Onde está a
coerência governador?
Nada como um
dia após o outro. É verdade. Ainda mais quando a incoerência já se transformou numa
marca. Refiro-me a declaração do governador Tarso Genro de que o incêndio das
viaturas no pátio da Academia de Polícia da Brigada Militar foi criminoso. Para
ser fiel a declaração dele, “um atentado contra a corporação”. No caso a
Brigada Militar. Triste ironia. Quando se trata de usar a própria Brigada para
impedir a depredação e a destruição do patrimônio privado, como os que ocorrem
nos protestos de rua, Tarso prefere não interferir. Considera todos os excessos
naturais, resultantes de um ato
democrático, de uma manifestação cidadã, que como tal precisa ser respeitada.

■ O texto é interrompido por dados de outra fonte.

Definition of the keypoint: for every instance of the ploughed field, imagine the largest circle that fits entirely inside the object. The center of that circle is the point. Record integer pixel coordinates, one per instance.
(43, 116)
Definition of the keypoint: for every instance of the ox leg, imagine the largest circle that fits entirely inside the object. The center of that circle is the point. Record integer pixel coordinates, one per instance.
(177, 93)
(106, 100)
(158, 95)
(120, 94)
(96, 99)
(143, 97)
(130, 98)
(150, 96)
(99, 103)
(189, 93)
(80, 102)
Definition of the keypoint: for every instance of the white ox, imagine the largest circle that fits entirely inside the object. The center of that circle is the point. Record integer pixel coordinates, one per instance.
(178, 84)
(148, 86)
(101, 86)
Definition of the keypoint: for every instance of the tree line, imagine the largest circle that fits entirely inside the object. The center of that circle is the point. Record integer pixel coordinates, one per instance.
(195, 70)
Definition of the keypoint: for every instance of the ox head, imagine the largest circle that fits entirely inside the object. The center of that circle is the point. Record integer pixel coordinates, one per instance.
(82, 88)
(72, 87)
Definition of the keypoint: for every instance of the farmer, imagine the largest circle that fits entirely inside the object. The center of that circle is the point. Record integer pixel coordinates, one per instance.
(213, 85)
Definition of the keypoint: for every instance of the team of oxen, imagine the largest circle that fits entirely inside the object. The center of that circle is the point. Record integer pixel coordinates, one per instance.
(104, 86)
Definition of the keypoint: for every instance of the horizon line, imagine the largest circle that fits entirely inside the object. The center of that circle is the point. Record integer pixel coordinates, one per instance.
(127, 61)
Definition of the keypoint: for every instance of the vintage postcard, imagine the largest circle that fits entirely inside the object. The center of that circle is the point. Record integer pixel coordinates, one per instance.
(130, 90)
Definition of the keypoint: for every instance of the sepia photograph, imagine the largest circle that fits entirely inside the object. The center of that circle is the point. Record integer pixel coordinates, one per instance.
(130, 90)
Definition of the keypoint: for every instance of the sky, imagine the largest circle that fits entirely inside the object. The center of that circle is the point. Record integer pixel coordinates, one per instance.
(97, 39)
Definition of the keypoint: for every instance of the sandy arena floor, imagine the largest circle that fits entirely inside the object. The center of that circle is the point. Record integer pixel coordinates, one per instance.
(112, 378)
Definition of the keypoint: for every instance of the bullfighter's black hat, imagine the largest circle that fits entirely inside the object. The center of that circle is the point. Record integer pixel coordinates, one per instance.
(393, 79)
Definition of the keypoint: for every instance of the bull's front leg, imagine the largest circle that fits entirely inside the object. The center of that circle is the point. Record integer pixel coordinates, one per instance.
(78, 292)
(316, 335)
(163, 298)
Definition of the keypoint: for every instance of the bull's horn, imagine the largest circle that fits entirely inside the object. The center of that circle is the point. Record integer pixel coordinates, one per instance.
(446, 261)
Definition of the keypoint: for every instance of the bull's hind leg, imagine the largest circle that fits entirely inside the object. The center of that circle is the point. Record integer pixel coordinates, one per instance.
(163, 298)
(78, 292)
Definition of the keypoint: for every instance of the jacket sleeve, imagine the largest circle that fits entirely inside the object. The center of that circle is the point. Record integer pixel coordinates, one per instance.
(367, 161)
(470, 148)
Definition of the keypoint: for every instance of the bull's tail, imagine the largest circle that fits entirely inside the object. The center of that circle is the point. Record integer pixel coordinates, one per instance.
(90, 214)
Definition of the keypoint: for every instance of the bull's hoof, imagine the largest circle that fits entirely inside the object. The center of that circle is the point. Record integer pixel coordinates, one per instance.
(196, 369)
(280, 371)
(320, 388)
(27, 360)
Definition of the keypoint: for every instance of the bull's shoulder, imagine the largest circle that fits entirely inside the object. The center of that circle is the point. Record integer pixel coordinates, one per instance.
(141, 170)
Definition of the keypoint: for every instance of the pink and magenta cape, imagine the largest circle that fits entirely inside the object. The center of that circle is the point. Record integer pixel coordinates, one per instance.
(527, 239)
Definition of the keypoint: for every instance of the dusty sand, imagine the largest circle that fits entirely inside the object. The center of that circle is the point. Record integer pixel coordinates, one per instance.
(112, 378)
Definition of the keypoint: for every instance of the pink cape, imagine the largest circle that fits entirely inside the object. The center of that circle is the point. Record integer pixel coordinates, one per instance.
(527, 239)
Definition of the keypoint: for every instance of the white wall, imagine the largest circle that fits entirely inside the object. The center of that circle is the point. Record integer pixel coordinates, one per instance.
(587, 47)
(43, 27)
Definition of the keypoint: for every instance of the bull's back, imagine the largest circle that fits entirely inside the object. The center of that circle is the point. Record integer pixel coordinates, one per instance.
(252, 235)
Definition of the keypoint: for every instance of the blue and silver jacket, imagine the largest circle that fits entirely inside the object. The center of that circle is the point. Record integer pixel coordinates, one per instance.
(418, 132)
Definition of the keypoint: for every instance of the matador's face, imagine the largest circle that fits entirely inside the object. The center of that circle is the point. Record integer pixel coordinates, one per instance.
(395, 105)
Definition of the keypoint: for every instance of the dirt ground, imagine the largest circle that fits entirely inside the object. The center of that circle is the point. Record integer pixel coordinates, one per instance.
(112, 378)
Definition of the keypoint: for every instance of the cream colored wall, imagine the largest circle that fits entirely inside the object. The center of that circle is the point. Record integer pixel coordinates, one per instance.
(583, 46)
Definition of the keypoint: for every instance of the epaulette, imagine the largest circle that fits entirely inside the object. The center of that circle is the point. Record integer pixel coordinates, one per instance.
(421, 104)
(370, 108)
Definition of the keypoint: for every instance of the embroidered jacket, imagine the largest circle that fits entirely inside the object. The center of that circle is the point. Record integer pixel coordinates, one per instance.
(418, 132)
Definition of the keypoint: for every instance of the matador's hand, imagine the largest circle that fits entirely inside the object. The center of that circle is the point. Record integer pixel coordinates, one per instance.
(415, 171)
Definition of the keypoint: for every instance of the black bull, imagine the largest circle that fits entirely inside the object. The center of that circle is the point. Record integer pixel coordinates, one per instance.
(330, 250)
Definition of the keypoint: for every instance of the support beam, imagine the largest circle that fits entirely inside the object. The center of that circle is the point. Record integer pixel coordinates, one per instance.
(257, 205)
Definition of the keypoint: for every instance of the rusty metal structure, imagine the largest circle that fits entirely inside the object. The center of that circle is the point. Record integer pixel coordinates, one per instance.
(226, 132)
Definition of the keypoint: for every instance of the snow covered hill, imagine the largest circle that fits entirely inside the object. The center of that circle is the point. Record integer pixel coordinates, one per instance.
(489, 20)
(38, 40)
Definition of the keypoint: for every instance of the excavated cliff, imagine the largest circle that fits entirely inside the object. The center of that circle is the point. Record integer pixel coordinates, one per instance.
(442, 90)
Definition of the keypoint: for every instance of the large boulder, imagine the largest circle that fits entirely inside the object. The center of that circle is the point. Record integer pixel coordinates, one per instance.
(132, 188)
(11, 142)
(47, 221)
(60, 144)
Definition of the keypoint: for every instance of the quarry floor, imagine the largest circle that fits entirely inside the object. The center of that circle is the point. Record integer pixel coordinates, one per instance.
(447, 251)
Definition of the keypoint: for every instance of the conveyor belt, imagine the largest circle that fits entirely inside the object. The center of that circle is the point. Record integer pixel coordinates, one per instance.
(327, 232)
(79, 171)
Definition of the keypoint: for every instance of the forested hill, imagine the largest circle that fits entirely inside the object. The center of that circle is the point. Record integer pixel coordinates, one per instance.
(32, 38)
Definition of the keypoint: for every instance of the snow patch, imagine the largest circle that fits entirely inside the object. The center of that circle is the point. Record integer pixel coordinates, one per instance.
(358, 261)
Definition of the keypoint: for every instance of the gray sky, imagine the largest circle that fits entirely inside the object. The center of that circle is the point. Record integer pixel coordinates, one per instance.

Pois é! Então por que ele está tão indignado com o incêndio das viaturas? Só
por que envolve a sua Brigada Militar? Que ele comanda de maneira política, fazendo
com que a tropa tenha uma postura contemplativa e não combativa? Será que não
lhe passa à cabeça que isso incentiva a violência e a criminalidade?
Claro que,
como todo crime, o incêndio das viaturas precisa ser esclarecido e os
responsáveis punidos. Mas por que não dar ao cidadão o mesmo direito. Onde
estão os vândalos e irresponsáveis que picharam os edifícios do centro de Porto
Alegre? Que incendiaram ônibus e contêineres de lixo? Que depredaram agencias
bancárias? Por que, nesses casos, Tarso não demonstrou a mesma indignação e exigiu
a mesma presteza na cobrança por resultados? gaúchos. Não se exaspere
governador, o incêndio das viaturas da BM é apenas mais um capítulo do filme de
terror que se transformou a segurança pública no Rio Grande do Sul. Ou se achar
melhor, se exaspere muito, pois teremos eleição neste ano e os gaúchos estão
loucos para protestar, democraticamente, do jeito que o senhor diz gostar.